Oliver Figge, Projektleiter der Studie der Arolsen Archives, spricht von einem anderen Blickwinkel der Jüngeren. „Die Generation stellt sehr schnell Bezüge zu ihrer Alltagsrealität her.“ Dabei spielen Rassismus und Ausgrenzung eine Rolle – ein Viertel der Generation hat Migrationshintergrund – sowie Verschwörungsmythen und Fake News.
„Da geht es nicht nur um eine historische Betrachtung oder die klassische Schuldfrage der Familie“, sagt Figge. „Fast 60 Prozent sagen, fast jeder von uns hat eigentlich rassistische Tendenzen, und damit müssen wir uns auseinandersetzen.“ Sie wehren sich aber gegen eine zu starke Vorab-Moralisierung.
Selber zu denken und nicht nur etwas vorgesetzt zu bekommen, das ist ein Kernpunkt der Studienergebnisse. Es geht also darum, eine Verknüpfung zum Alltag der jüngeren Generationen herzustellen, so Figge. Zudem gilt es, den Overload an Informationen einzuhegen und sie einfacher zugänglich zu machen – in Form von „Snackable Content“, so der Wunsch der Probanden.

Aufklärungskampagne auf TikTok

Wissen über die Verfolgung und Ermordung der Juden in der Zeit des Nationalsozialismus muss heute also auch über Social-Media-Kanäle vermittelt werden.
„In unserer Bildungsarbeit mit jungen Menschen ist für uns immer zentral, dass wir die Geschichte anknüpfen an die Gegenwart, an die Erfahrungen und die Lebenswelt der Jugendlichen. Antisemitismus, Rassismus und andere Formen der Menschenfeindlichkeit sind noch immer fester Teil der Gesellschaft. Die Erfahrungen, die Jugendliche damit machen, ernst zu nehmen, ermöglicht ihnen einen anderen Zugang zur Geschichte, als der bloße Blick in Schulbücher“, sagt die Direktorin der Frankfurter Bildungsstätte Anne Frank, Deborah Schnabel.
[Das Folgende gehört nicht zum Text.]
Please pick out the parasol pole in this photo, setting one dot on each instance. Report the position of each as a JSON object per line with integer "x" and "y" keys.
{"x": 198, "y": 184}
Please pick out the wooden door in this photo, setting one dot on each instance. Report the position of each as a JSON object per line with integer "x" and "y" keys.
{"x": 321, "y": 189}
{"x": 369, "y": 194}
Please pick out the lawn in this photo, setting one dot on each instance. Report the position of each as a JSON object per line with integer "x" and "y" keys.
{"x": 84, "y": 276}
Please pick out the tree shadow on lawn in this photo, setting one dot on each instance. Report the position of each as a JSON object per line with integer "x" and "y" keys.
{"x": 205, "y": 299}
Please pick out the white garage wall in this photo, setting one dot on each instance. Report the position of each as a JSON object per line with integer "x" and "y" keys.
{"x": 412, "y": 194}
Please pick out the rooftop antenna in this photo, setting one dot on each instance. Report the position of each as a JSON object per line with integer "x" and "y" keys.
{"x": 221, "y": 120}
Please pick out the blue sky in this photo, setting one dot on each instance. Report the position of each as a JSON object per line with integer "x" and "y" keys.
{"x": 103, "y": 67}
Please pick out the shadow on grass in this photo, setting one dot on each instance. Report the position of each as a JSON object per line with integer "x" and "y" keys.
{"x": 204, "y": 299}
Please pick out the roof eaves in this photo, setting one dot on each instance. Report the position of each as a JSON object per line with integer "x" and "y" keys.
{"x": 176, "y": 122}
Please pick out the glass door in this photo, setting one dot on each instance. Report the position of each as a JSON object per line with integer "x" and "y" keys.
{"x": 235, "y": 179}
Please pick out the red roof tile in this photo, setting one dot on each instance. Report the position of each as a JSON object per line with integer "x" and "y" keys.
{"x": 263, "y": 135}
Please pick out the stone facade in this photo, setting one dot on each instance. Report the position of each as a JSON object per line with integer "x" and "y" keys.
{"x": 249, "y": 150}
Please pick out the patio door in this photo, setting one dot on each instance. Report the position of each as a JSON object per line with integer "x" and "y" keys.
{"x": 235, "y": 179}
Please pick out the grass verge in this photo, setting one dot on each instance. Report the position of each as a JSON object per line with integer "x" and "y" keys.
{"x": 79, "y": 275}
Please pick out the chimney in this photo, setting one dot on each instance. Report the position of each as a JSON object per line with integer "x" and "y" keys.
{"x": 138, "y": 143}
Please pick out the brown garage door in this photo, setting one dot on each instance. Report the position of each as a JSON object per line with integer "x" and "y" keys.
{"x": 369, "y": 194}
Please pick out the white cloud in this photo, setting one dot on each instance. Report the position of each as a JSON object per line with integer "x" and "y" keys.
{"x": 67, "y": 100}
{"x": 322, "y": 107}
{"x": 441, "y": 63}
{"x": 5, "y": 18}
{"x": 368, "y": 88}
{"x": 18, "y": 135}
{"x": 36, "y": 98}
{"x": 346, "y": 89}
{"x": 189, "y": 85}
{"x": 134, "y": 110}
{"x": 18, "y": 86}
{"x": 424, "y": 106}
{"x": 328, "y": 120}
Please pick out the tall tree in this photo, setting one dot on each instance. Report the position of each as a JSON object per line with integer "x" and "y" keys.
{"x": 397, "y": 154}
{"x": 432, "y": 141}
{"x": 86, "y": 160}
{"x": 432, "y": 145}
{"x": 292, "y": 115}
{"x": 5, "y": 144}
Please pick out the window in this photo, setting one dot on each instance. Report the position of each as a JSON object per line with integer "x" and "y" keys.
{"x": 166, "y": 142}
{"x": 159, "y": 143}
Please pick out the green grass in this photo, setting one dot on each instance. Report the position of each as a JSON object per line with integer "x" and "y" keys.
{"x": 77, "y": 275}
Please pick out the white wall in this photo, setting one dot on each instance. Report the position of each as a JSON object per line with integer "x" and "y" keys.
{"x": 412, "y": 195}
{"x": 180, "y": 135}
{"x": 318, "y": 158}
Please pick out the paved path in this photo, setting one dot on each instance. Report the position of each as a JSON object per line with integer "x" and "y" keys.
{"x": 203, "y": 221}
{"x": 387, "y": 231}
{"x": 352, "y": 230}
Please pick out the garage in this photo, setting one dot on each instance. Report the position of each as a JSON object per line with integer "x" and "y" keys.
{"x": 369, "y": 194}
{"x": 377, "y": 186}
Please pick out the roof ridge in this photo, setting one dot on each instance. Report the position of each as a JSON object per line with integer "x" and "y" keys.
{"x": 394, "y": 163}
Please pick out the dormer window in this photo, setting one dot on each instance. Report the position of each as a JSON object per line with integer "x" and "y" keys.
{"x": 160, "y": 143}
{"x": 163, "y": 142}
Anne Frank auf einer schwarz-weiß-Aufnahme aus dem Jahr 1944
Eine Identifikationsfigur auch für die Millennials und die Generation Z: das jüdische Mädchen Anne Frank.© imago images / United Archives
Identifikationsfiguren sind wichtig - wie beispielsweise Anne Frank. So startete die Bildungsstätte beispielsweise eine Aufklärungskampagne gegen Antisemitismus auf dem Kurzvideodienst TikTok.
Der Holocaust hat im Schulunterricht nicht das Gewicht, das er haben müsste, sagt Schnabel. Auf Schulen und deren Unterrichtspraxis zu schauen und dort nachzusteuern, rät auch Rüdiger Mahlo von der Jewish Claims Conference.
Wenn die Zeitzeugen selbst nicht mehr da sind, lässt sich auch anhand von zurückgelassenen Habseligkeiten von den Verbrechen erzählen: Alltagsgegenstände, Briefe, wie sie beispielsweise in der Auschwitz-Gedenkstätte aufbewahrt werden, darunter Schuhe. Sie waren überlebenswichtig, da die Gefangenen gezwungen wurden, sich ständig im Laufschritt zu bewegen. So wird Zeitgeschichte für die jüngeren Generationen auch heute noch greifbar.